New Jersey Gov. Chris Christie

New Jersey Gov. Chris Christie Credit: AP

George Will is a nationally syndicated columnist.

Near the office of New Jersey's 55th governor sits a sort of shrine to the 34th. Fortunately, Chris Christie is unlike Woodrow Wilson.

Christie is a visceral politician who thrives on conflict. Wilson regarded opposition as impious.

Wilson acquired the governorship, his first elective office, in January 1911, having learned about government mostly from books he wrote about it. Eighteen months later he was the Democrats' presidential nominee.

Christie's only previous elective office was as county freeholder. But later, as the state's only U.S. attorney, he became prominent while learning a lot about New Jersey's gamy political culture by prosecuting some of the participants. This unsentimental political education prepared him so well for the governorship that today, in his 20th month, he is being importuned to seek the Republican presidential nomination.

He won't. Here's why.

He relishes being America's Caesar -- its most powerful governor. He wields a line-item veto, he can revise spending numbers but only down (he blocked $1.3 billion in spending this year), and can exercise a "conditional veto," rewriting legislation and sending it back to the Legislature for approval. The governor appoints the attorney general, treasurer, comptroller, all judges and all county prosecutors.

Understanding the first rule regarding political power -- "use it or lose it" -- he has flexed his institutional muscles. "I don't want to leave my political capital in my desk drawer to frame when I leave." To get the legislature to move on his combative agenda for taming public employees unions, he held 30 town meetings in nine months -- almost one a week.

The Democratic leader of the state Senate has been an ally. An officer of the local ironworkers union, he understands how much private-sector union members resent paying the taxes that fund the perquisites of public-sector unions.

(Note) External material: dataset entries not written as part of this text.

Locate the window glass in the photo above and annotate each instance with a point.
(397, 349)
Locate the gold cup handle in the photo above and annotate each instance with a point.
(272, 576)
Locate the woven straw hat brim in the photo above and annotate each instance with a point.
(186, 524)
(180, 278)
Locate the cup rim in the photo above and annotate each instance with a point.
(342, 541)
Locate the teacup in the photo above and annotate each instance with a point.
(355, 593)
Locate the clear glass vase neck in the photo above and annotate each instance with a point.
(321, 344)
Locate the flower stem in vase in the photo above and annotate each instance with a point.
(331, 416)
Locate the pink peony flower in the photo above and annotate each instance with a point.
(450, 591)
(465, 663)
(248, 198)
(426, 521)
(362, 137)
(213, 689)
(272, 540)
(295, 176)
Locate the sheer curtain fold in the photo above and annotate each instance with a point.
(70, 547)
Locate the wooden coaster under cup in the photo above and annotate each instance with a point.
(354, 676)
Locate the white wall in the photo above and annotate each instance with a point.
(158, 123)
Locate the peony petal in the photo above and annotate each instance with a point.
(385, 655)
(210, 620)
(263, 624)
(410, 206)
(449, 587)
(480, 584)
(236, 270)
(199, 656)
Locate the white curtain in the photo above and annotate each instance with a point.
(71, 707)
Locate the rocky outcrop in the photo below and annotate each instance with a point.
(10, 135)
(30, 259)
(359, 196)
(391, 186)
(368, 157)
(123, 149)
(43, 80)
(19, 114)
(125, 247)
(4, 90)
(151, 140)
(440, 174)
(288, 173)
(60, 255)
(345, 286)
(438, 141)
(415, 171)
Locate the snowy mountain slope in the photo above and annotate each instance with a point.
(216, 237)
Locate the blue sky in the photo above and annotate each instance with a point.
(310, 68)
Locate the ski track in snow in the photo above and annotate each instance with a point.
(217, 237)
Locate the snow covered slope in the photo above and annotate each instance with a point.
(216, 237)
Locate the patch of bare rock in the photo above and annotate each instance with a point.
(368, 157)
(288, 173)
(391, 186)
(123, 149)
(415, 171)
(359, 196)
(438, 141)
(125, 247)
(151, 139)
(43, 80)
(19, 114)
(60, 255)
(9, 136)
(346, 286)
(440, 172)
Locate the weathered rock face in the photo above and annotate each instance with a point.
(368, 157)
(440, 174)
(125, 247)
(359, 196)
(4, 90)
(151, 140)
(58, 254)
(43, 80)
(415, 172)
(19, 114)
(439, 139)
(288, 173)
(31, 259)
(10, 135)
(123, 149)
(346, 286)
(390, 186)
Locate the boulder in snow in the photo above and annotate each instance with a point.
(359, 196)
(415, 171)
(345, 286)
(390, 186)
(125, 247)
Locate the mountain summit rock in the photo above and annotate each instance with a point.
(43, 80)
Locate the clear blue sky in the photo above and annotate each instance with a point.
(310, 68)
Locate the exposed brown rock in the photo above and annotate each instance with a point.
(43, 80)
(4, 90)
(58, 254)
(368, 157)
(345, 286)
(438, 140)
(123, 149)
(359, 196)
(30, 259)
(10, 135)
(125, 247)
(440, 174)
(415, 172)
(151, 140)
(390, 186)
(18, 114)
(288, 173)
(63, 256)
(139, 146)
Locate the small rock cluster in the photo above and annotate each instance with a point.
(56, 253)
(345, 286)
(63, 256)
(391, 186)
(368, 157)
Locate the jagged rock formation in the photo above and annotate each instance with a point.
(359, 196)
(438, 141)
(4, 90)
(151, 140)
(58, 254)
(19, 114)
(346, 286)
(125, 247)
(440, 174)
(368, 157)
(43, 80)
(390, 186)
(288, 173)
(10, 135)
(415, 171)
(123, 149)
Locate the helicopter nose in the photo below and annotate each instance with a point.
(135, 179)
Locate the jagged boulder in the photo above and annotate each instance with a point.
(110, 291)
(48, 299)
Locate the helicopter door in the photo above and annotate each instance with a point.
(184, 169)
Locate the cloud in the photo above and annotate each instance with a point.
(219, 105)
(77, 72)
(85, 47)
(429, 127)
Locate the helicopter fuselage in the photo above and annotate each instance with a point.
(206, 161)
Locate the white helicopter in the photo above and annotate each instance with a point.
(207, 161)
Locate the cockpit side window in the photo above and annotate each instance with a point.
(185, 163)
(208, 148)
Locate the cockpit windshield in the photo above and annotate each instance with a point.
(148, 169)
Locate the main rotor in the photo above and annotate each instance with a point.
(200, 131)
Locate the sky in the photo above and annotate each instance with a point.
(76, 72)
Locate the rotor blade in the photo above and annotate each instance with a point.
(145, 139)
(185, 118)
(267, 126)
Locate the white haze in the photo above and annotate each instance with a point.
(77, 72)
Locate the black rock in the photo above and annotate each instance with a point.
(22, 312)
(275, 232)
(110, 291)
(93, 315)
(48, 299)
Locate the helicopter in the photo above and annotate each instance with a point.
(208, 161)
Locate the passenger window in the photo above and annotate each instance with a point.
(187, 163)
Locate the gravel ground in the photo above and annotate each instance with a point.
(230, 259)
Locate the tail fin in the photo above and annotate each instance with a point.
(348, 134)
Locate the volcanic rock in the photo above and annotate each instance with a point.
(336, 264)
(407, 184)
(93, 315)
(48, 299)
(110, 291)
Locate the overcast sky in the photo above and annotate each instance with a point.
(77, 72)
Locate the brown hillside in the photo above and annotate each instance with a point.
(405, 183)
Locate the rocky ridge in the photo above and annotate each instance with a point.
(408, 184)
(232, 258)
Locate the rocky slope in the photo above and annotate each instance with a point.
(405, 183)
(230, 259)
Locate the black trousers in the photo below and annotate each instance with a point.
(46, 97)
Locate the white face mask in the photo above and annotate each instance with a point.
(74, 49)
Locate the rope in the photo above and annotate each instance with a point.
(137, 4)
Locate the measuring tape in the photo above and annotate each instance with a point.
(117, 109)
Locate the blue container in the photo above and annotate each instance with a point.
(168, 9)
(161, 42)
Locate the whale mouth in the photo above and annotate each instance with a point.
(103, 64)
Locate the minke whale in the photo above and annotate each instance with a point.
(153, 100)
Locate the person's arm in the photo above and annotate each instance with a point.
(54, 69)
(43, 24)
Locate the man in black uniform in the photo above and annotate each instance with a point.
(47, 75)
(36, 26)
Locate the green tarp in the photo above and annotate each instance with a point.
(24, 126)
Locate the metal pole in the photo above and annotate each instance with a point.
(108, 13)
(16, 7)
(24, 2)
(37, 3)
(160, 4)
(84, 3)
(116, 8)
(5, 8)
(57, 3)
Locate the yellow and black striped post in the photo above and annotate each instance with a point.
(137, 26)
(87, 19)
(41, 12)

As U.S. attorney, a federal employee, Christie paid 34 percent of his health care premiums. Meanwhile, state and local employees were paying 1.5 percent of their salaries (less than 5 percent of their premiums). A $60,000 teacher would pay $900 for a $19,000 policy, with taxpayers picking up the other $18,100. This year, the Democratic-controlled legislature has agreed to cutting benefits for 750,000 state employees and retirees, increasing current employees' health care and pension contributions, suspending cost-of-living increases, and raising retirement ages. Projected savings: $120 billion over 30 years.

In the 10 years before Christie became governor, property taxes rose 70 percent, primarily to fund the local salaries, pensions and health care that mayors say account for 75 percent of their costs. Previous state administrations had raised taxes 115 times in eight years.

Christie vetoed a "millionaire's" tax that the legislature said would raise $500 million, and with which the legislature proposed to fund $3 billion in spending. Christie says, "I almost wanted to sign it to see that magic happen."

Taxing the rich is popular, but Christie told New Jersey: "If I let my foot off their throat on the millionaire's tax, they're coming after you with the gas tax." That is, the 24-cent increase in the tax the legislature can't get past him.

Christie was one of the first rocks on which President Barack Obama's overrated political potency crashed. In 2009, Obama campaigned for Gov. Jon Corzine and against Christie in July, October and the Sunday before Christie won handily. No one outside of Washington has made more political waves in the last 20 months than Christie, and no one inside Washington has been as successful.

But he has four children, ages 8 to 17, he will not abandon for presidential politics. When he visited a workaholic aide during her difficult labor before her daughter was born, he said, "Put away your BlackBerry, you are in the middle of a miracle."

As subtle as a linebacker, as direct as an uppercut, Christie, explaining why he will not run, demonstrates why many wish he would. When supporters argue, "You can't say you're not ready -- look at Obama," he replies: "Yeah, look at him."